D'après les auteurs de L'Affaire Beltracchi, rien ne prouve que Spies ait agi sciemment, par malhonnêteté. Daniel Filipacchi lui-même, qui a pourtant perdu gros, souligne sa "bonne foi". Aurait-il péché par excès de précipitation, en se fiant à son "oeil", jamais à la science, comme l'assurent les deux journalistes ? "J'ai étudié sérieusement chaque tableau, rétorque-t-il. Par la suite, quand j'ai pris conscience que cela sentait mauvais, j'ai contacté les policiers allemands. Comme eux, je regrette l'arrêt du procès. Je voulais m'expliquer."
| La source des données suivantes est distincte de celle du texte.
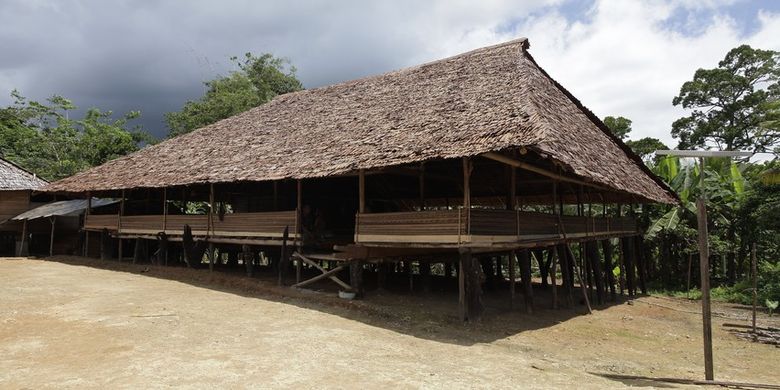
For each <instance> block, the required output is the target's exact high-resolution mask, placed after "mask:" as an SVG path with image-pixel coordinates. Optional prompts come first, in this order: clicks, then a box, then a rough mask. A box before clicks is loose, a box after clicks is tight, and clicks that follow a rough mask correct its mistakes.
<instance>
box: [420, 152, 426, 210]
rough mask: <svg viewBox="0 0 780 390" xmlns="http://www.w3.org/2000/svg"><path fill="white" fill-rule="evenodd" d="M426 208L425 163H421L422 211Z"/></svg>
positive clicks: (420, 201) (421, 187)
Werner Spies s'exprime à mots choisis, en homme de culture. Mais un sujet l'embarrasse : l'argent. Au fil de la discussion, il admet avoir perçu, de la part de Beltracchi, une commission sur la première vente de chaque tableau. Gain total : 400 000 euros. "C'est beaucoup et rien à la fois, poursuit-il. Rien comparé aux bénéfices obtenus par les faussaires et ceux qui, par la suite, ont vendu ces tableaux. Je considère que cet argent est une compensation des frais engagés pour le catalogue raisonné. Vous savez, personne ne m'a aidé. Je n'ai jamais perçu quelque chose pour une authentification." En 2011, son propre journal, la FAZ, a pourtant écrit que, en dehors des commissions de Beltracchi, il avait également perçu de l'argent d'au moins un galeriste. Des sommes et un "cumul des genres" jugés "inhabituels" par le quotidien.
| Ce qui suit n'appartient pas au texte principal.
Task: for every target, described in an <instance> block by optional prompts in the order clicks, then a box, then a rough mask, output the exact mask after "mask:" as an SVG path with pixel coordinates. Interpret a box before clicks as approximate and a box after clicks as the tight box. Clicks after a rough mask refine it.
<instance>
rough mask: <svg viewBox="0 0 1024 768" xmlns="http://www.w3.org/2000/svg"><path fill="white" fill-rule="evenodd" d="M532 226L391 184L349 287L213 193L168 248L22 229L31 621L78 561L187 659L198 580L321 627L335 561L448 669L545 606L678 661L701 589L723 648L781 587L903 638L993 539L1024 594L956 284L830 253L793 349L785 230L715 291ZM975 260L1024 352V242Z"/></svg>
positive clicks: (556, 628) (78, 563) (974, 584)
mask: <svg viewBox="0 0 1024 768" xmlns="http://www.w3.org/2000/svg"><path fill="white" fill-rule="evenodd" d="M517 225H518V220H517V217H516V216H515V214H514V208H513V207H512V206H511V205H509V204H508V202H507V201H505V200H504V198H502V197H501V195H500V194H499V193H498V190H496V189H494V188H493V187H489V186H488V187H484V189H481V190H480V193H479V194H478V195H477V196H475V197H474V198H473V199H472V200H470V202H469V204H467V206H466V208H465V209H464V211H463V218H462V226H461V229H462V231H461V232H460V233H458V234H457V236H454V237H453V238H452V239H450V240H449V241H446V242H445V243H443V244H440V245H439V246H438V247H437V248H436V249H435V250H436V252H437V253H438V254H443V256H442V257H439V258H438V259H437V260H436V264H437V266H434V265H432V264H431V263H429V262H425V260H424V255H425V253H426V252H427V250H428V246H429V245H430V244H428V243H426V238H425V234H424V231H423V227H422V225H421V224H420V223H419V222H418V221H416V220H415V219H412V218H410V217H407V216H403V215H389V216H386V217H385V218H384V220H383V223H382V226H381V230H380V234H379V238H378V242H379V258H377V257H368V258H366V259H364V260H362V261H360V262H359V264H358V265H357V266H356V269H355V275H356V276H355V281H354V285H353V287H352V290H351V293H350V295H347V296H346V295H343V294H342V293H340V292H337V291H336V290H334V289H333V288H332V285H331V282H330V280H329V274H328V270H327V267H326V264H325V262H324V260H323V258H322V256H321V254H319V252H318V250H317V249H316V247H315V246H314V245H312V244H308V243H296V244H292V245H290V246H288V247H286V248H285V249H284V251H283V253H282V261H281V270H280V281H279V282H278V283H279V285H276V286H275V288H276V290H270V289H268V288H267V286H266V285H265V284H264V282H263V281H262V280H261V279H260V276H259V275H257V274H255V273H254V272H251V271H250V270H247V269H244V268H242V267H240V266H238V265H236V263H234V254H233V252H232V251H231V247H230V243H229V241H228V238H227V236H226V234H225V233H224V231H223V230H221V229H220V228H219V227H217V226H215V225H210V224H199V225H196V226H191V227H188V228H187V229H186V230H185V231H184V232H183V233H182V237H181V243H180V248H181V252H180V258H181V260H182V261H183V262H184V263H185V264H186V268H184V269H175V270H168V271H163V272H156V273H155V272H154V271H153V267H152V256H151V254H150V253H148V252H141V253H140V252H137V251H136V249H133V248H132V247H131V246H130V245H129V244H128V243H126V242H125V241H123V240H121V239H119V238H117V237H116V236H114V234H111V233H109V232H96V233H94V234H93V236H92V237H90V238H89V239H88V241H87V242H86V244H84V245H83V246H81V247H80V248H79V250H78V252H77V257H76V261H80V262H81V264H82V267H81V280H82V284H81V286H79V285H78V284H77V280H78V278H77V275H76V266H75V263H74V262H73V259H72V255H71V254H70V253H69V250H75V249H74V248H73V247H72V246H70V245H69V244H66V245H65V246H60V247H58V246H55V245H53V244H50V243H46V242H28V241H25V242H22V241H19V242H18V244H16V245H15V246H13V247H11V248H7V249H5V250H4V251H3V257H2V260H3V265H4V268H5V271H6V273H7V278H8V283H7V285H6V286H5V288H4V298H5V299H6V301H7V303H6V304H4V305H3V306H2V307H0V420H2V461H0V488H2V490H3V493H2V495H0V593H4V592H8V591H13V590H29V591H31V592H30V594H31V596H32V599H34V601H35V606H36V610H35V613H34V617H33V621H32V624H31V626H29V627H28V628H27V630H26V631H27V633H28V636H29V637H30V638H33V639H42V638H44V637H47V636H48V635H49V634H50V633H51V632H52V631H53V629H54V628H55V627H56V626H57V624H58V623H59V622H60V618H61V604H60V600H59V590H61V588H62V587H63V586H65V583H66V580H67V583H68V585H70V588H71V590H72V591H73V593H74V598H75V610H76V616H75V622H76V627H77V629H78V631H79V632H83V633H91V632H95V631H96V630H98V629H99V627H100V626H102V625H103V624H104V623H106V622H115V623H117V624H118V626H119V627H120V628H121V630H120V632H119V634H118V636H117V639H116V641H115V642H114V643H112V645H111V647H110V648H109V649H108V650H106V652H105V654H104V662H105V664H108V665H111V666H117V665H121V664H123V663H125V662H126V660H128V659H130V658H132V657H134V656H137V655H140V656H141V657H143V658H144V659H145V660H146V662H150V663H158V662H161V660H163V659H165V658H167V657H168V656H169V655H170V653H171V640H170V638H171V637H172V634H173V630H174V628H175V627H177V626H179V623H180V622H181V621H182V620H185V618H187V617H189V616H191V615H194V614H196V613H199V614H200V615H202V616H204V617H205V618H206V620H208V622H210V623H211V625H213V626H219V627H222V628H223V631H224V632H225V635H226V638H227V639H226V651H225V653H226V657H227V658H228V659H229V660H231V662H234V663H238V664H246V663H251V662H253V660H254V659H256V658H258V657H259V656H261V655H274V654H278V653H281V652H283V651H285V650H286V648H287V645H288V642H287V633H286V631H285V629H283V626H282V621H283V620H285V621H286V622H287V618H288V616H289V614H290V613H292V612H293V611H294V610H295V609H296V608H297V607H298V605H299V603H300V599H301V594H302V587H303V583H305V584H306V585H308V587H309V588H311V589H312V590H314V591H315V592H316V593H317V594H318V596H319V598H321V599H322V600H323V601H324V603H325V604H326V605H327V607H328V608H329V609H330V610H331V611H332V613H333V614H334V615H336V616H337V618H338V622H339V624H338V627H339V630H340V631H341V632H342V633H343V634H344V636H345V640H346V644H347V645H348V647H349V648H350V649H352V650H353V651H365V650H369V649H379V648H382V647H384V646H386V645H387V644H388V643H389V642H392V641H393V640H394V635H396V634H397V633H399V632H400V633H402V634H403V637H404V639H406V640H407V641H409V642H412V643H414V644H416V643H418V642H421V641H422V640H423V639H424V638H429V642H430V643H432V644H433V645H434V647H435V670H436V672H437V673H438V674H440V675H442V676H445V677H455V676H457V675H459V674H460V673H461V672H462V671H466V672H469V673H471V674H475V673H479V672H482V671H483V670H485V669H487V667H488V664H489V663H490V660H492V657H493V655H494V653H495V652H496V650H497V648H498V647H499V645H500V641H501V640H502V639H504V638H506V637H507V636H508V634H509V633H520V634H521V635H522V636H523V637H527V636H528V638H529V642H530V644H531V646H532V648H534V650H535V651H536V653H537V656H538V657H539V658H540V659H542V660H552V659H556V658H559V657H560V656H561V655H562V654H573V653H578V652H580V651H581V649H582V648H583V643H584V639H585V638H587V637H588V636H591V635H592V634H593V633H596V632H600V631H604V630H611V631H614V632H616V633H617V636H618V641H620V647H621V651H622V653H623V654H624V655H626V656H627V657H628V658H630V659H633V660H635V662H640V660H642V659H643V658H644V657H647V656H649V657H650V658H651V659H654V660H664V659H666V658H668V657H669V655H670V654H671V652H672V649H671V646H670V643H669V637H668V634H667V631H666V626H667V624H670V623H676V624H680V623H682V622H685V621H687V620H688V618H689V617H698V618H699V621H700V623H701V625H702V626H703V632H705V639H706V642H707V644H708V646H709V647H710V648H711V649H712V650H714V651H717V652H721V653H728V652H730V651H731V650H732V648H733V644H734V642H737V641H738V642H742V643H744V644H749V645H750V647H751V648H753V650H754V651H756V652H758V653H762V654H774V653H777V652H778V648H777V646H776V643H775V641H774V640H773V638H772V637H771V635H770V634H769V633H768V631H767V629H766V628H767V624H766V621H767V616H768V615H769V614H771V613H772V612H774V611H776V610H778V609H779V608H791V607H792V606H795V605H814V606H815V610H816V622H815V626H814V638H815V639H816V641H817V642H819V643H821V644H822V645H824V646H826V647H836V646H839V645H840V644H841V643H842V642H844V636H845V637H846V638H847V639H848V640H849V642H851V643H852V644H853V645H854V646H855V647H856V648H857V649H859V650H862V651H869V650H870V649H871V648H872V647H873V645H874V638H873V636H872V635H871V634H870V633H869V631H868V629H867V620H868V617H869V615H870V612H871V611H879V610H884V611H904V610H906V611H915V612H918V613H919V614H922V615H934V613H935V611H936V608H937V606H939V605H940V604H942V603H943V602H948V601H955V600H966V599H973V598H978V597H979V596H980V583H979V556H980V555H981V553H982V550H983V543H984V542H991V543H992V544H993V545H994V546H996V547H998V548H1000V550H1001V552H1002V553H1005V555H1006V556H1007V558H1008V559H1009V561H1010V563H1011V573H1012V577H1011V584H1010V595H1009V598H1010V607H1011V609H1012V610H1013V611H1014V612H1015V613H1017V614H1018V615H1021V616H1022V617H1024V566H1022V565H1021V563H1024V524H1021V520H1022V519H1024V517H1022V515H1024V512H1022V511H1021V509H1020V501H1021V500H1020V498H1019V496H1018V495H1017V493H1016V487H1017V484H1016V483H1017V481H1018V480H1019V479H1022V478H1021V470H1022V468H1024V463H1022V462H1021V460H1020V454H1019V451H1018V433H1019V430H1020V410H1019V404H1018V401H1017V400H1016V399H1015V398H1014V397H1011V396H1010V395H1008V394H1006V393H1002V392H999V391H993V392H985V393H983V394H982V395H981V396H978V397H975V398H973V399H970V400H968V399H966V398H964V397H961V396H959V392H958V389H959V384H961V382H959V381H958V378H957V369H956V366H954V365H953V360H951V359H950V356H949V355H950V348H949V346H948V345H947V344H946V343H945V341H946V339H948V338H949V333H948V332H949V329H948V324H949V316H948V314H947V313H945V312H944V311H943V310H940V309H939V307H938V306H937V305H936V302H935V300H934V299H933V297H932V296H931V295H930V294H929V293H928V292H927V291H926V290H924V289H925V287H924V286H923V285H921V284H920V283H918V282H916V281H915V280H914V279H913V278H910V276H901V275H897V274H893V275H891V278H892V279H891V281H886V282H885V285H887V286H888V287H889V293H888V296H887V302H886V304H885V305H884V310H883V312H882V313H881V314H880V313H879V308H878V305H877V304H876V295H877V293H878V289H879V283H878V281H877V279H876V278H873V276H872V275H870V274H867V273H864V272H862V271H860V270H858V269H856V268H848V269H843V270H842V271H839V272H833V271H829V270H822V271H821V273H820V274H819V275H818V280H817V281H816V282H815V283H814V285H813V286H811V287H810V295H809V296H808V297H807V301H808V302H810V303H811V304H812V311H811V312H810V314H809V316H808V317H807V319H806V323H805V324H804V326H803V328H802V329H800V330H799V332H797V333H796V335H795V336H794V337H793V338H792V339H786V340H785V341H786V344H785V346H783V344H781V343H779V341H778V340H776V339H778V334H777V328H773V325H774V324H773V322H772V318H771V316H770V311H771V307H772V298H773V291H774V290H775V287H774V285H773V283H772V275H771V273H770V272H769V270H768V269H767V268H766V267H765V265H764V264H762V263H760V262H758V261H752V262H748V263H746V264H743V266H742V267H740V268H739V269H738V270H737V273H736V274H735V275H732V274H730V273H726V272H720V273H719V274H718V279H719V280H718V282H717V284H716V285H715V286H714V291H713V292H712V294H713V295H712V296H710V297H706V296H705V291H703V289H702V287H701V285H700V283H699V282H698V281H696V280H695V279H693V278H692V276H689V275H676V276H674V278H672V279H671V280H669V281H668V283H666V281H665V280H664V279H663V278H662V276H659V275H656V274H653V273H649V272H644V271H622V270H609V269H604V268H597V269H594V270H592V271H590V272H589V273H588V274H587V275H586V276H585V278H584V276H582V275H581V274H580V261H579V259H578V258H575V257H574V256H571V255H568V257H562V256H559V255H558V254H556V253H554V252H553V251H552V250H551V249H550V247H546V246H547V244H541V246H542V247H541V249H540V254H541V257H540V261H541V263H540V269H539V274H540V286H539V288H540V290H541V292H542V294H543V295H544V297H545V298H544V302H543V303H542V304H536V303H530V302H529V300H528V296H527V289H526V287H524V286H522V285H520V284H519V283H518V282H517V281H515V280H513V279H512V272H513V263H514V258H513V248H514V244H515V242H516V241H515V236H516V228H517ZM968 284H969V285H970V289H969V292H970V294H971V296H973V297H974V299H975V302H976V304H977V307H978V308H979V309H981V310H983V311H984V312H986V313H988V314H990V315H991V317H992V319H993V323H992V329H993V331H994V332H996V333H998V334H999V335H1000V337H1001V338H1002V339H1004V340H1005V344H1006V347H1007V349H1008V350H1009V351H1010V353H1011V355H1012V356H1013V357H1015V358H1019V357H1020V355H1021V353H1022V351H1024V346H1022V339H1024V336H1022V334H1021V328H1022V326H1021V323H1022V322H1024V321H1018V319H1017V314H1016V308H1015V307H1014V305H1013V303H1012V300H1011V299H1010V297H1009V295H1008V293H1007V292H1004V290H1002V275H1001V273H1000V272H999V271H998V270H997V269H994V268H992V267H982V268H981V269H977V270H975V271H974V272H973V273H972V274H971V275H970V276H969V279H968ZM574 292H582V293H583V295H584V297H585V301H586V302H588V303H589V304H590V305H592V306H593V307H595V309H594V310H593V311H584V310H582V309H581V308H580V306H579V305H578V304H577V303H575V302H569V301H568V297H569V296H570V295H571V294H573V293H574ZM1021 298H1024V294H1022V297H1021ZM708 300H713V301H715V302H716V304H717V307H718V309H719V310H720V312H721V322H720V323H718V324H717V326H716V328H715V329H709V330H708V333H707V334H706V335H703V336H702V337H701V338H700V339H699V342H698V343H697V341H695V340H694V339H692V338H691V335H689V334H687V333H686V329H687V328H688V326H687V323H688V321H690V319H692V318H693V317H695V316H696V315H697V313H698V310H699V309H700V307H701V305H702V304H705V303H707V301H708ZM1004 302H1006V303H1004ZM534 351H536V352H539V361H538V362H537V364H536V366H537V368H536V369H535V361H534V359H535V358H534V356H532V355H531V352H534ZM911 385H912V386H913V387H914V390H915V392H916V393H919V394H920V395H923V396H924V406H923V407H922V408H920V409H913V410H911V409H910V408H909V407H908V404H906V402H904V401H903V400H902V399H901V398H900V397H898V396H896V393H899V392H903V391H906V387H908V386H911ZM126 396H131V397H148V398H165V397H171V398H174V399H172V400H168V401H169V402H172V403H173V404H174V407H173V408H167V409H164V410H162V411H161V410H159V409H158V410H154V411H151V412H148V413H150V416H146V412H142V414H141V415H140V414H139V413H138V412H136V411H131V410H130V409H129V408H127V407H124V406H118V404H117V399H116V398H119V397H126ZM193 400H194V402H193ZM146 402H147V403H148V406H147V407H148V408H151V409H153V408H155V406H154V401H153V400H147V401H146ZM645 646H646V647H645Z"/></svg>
Bien au-delà du cas Spies, un homme connaît sans doute la vérité sur les coulisses financières du dossier : le faussaire lui-même. Le régime de semi-liberté dont il bénéficie oblige le flamboyant Wolfgang à passer ses nuits en prison, à Cologne. Mais dans la journée, il est libre, et se consacre, paraît-il, à un projet de documentaire. Si le coeur lui en dit, il peut même aller au musée.